ベタ指でない女房の指は、普通の女性の指より横に広がっているので、ピアノの癖で指を立てて押さえようとすると、穴の周りにある余計なくぼみの縁に干渉するので穴を塞いだつもりに勘違いして、実は完全に塞げていないのです。
その結果、女房はアルトC管の、特に「低いド」の音が正確に出ないと言うのです。昔、子供たちが使ったリコーダーを見る限り、穴の周りに余計なガイドくぼみはありません。
ちなみに、同じTi Amoでもプロ用の高額なオカリナには穴の周りにくぼみは全くありません。
イメージ 6
つまり、初心者向きの穴のまわりのガイドくぼみは余計なお世話、ということです。

でも、これはピアノじゃないから、オカリナ初心者であることを自覚して、まずは音を正確に出すために、まずはベタ指で押さえるトレーニングをするべきで、女房はその真最中です。
ピアノ鍵盤を弾くためにはNGだったベタ指は、オカリナの穴をしっかり塞ぐためには有用ですが、女房のピアノ演奏技術の癖がこれを邪魔していたというわけです。

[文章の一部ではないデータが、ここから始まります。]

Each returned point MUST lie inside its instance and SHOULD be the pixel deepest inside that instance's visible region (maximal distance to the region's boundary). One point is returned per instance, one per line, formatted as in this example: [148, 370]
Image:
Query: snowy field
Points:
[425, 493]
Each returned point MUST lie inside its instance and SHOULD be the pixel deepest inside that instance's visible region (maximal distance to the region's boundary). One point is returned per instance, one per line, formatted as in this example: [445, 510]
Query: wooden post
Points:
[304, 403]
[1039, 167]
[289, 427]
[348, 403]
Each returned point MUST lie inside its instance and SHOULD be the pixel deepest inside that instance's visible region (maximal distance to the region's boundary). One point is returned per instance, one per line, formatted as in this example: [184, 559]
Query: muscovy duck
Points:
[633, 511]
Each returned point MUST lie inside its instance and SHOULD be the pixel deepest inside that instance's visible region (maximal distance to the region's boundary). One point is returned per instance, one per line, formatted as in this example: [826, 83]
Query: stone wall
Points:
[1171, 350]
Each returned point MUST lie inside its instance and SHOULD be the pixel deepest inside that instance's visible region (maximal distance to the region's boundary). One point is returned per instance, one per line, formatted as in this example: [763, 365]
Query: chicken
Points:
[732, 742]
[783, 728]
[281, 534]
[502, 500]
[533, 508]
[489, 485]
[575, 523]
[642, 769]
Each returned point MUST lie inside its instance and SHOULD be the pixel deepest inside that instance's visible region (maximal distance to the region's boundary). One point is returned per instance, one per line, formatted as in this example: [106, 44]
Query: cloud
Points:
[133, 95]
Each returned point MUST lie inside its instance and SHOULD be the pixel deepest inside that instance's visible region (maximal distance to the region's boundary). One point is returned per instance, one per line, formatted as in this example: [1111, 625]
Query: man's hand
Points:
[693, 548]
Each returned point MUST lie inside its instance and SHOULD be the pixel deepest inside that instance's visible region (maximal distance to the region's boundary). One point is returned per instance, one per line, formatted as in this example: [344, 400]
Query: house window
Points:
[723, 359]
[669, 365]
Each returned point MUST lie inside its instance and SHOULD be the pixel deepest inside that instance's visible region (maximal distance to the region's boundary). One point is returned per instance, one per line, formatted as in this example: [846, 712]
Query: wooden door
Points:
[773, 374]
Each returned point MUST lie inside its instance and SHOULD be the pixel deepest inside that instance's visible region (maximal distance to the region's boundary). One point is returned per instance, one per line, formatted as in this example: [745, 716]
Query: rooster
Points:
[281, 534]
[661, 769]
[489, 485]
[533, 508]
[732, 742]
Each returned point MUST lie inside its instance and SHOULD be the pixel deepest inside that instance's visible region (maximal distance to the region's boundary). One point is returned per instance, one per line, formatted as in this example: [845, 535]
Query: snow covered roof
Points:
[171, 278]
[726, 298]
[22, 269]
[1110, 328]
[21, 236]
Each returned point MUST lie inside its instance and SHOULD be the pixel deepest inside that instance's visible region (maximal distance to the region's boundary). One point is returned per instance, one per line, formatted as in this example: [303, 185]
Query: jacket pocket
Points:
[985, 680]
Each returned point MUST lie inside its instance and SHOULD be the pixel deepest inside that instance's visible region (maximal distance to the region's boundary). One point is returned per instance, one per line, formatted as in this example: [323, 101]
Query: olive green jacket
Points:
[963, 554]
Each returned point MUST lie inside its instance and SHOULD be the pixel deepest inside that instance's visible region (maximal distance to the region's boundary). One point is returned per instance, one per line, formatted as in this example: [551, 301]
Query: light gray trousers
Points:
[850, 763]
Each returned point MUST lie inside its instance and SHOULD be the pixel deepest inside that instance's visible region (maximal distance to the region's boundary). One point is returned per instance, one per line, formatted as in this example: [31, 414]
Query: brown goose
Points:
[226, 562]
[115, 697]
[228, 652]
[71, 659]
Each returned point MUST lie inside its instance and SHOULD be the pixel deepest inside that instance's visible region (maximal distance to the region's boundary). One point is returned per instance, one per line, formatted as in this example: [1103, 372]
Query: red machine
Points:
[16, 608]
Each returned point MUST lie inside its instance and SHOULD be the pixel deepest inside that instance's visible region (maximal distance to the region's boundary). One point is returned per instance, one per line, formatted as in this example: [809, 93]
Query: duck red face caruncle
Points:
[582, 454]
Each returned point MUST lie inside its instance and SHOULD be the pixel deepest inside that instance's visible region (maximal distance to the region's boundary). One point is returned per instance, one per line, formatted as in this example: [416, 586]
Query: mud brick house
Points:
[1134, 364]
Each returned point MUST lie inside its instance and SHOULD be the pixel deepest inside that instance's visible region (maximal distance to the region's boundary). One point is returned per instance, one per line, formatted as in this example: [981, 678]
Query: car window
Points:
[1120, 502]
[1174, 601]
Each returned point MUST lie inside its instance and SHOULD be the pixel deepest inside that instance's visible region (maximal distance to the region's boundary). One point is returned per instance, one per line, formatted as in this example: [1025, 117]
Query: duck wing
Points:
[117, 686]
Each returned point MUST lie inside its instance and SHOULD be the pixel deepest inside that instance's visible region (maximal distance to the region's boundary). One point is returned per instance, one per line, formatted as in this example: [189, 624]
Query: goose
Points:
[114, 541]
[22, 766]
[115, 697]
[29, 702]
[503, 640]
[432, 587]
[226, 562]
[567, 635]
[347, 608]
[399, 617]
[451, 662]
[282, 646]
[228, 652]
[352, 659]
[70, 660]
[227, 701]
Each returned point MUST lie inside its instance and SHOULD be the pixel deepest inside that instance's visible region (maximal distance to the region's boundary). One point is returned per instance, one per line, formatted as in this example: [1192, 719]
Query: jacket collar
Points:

それにしても、オカリナはハーモニカ以来、久し振りに追加したメロディ楽器=単音楽器で、とても楽しいおもちゃです。
ウクレレは、それ自体でソロ演奏は可能ですが、聴き手にとっては、「オカリナのメロディ+ウクレレの伴奏」はアンプラグドアンサンブルのベストマッチな組み合わせだと思いました。
今回購入前に、きっかけと参考意見をいただいたブロ友ノッキーさんには感謝です。

ところでノッキーさん!アルトCうなら、少し高価でも穴の周りにガイドくぼみがないものを選んだ方が良いですよ。